O tipo olhou duas ou três vezes em torno de si e, chegando a boca ao meu ouvido, soprou a seguinte frase:
— Isto é uma casa de jogo...
— Ah! Já devia ter adivinhado... E como se chama esta espelunca?...
— Hospedaria do Gato.
— Do Gato, hem? Bem me adivinhava o coração... E a que horas principia a jogatina?
— À meia-noite em ponto.
— E todos os jogadores dizem ao entrar a mesma frase que eu disse?
— Alguns; outros miam apenas. São os fregueses antigos.
— Bom! — respondi eu, entregando-lhe uma nota de dous mil-réis. — Aí tem pelo que já falou, e ganhará outro tanto se me der as informações de que ainda preciso.
— Vamos lá, mas espero que o senhor não nos comprometa. Bem sabe que estas casas...
— Descanse, as informações de que preciso só aproveitam a mim próprio; trata-se de interesses particulares.
— Então, estou às suas ordens.
— Por que razão me levou o senhor para aquela porta?
— Porque ali é a entrada para as salas de jogo.
— E onde está uma mulher que há dias foi confiada à sua guarda?
— Qual delas?
— Pois quê! O senhor tem muitas aqui?
— Tenho dez.
— Dez mulheres! Virgem Santíssima!
— E o senhor não poderá falar a nenhuma delas sem dar primeiro o sinal competente...
— O sinal?
— Sim, nós aqui chamamos sinal às palavras convencionadas entre duas ou mais pessoas para se encontrarem cá dentro em lugar seguro.
— Mas se eu lhe dissesse como é pouco mais ou menos a que eu procuro, o senhor não poderia?...
— Impossível! Nem mesmo se eu quisesse... não as conheço... Elas chegam em geral cobertas com um grande véu, e às vezes trazem máscara...
— E nunca dão o nome?
— Nunca.
— E os homens que as acompanham?
— Esses, esses têm todos uma alcunha, que só pode ser compreendida por mim, ou por meu patrão ou por algum velho freqüentador da casa.
— Diga algumas dessas alcunhas.
— Para quê? Isso não lhe serviria de nada. Imagine os nomes mais vulgares e os títulos mais comuns, junte-os e terá uma lista completa dos cinco mil homens que freqüentam esta casa.
— Cinco mil?
— Quando menos.
— E todos eles aparecem juntos?
— Não. São até bem poucos os fregueses de toda a noite. Muitos apresentam-se uma vez por semana; outros, duas; outros, três; outros vêm por fruta.
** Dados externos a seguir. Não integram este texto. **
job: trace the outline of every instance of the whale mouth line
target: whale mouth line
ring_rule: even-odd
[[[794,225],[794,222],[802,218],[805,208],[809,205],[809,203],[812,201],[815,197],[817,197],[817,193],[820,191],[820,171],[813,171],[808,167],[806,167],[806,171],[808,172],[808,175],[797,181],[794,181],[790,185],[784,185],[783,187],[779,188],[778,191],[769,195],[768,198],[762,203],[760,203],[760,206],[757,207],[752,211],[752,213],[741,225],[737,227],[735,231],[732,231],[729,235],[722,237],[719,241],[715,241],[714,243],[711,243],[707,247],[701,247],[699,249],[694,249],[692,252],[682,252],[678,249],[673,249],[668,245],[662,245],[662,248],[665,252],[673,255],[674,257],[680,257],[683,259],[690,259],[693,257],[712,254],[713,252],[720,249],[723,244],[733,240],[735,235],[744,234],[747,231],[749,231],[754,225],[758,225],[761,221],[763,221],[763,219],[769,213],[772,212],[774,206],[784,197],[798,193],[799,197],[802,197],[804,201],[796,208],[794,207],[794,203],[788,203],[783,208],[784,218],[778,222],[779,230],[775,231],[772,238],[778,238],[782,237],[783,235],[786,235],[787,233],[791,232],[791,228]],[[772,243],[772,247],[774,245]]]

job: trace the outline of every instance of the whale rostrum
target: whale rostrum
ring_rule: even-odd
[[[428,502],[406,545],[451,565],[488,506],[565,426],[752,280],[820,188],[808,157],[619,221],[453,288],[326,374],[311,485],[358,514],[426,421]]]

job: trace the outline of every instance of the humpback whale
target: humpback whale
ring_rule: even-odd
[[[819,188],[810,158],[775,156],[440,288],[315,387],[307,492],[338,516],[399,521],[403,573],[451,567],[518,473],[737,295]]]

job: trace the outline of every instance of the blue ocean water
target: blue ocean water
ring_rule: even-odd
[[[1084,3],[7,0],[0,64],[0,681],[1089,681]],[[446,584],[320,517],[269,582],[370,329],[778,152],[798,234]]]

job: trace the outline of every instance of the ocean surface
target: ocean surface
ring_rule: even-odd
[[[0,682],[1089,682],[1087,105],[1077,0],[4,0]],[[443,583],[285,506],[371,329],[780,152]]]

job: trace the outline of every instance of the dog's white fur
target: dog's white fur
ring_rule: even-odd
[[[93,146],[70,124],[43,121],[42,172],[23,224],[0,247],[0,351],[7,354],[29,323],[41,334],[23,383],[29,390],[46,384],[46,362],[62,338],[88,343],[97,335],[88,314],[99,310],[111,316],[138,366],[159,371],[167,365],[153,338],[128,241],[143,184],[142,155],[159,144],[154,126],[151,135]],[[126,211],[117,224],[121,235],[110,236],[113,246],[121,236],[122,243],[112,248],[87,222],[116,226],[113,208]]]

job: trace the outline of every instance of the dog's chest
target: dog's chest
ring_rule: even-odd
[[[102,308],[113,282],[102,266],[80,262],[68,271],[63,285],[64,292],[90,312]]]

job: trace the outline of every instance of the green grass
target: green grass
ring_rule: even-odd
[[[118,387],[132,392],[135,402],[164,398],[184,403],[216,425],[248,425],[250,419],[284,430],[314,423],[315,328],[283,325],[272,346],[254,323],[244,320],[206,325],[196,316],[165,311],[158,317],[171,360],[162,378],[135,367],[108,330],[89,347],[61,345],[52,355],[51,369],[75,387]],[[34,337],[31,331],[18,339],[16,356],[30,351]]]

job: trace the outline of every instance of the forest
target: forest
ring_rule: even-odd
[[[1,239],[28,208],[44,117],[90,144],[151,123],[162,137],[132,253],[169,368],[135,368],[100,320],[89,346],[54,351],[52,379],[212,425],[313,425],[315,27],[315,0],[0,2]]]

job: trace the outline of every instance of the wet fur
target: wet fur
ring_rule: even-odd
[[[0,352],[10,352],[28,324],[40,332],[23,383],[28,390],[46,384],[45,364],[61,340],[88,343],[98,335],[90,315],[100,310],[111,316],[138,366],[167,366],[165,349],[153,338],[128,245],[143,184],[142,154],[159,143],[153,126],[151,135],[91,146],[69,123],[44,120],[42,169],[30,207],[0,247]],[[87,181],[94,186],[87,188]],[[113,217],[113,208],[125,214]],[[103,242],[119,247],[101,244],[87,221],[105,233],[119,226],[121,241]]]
As vezes a casa se enche; outras não. Depende muito do dia.
— E quais são os dias em que há mais gente?
— Nas vésperas de festa principalmente. E, quando não há festa, nos sábados e domingos.
— Paga-se entrada?
— Não, paga-se apenas o barato.
Nisto, fomos interrompidos por uma campainha elétrica.
— É uma das tais sujeitas que me está chamando... — explicou o homem. — Com sua licença...
— Vá, mas volte.
— Decerto. Venho já.
"Muito bem!..." — disse eu comigo, assim que me vi sozinho. — "Aqui está, onde veio parar minha mulher, se não mente aquela maldita carta."
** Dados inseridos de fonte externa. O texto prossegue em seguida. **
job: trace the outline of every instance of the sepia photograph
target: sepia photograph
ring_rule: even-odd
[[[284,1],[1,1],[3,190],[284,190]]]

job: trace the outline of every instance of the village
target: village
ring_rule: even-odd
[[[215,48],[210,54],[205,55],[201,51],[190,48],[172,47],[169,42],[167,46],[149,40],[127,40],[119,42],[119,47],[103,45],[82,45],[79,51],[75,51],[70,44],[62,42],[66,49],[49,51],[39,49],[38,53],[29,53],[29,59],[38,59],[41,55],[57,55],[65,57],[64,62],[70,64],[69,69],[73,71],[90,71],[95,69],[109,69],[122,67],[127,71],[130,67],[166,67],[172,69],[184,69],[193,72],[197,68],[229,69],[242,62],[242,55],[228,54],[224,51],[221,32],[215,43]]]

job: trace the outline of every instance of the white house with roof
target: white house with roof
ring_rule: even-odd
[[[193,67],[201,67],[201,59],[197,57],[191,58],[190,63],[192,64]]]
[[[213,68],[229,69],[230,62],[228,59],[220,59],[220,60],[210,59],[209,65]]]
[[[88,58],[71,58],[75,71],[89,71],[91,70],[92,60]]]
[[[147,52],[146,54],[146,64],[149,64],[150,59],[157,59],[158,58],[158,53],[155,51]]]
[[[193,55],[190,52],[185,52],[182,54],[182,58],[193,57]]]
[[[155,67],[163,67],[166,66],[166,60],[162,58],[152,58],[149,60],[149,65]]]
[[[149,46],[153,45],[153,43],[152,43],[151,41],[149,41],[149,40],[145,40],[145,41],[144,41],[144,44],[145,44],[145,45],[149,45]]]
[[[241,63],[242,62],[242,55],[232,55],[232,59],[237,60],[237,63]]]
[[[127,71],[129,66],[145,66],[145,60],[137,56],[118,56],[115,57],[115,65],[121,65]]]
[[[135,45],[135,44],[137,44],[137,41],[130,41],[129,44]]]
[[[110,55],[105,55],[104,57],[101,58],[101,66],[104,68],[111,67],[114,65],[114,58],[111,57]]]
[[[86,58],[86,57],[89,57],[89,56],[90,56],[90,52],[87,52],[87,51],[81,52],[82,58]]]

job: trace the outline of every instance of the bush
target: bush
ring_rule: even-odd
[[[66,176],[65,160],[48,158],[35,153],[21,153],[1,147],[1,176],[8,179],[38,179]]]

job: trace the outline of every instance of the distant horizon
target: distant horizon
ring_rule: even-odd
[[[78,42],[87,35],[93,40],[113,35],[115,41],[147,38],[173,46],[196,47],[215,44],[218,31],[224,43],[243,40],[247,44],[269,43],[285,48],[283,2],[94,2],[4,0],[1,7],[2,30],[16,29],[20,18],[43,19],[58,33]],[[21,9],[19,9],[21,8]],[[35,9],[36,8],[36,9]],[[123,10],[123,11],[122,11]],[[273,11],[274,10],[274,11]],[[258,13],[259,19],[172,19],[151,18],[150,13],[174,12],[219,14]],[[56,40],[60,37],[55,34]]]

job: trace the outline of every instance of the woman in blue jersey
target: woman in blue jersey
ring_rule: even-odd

Instintivamente levei a mão ao bolso e saquei a denunciadora folha de papel que me conduzira até ali.
A tal frase misteriosa, de que me falara o tipo de barbas loiras, devia estar na parte da carta corroída pelo ácido.
— "E não poder eu adivinhar o que está escrito debaixo desta mancha amarela!..." — pensei. — "Daria uma perna ao diabo para poder saber o que aqui está!...
Cheguei-me mais para junto de uma janela que havia a quatro passos e, levando o papel à altura dos olhos, soltei um grito de prazer.
E que, pondo-se a carta contra a luz, podia-se distinguir o que estava escrito debaixo da mancha do ácido.
Foi com grande dificuldade que li o seguinte no meio de outras cousas:
"Quando o homem das barbas loiras te perguntar a quem desejas falar, responde-lhe unicamente..."
Nesta ocasião, porém, o maldito cara de gato bateu-me uma palmada nas costas, e eu, com o susto que tive, deixei cair a carta pela janela.
— Maldição! — exclamei.
E, debruçando-me sobre o peitoril, olhei para baixo.
A janela dava para um cortiço e a preciosa carta caíra dentro de uma tina cheia d'água.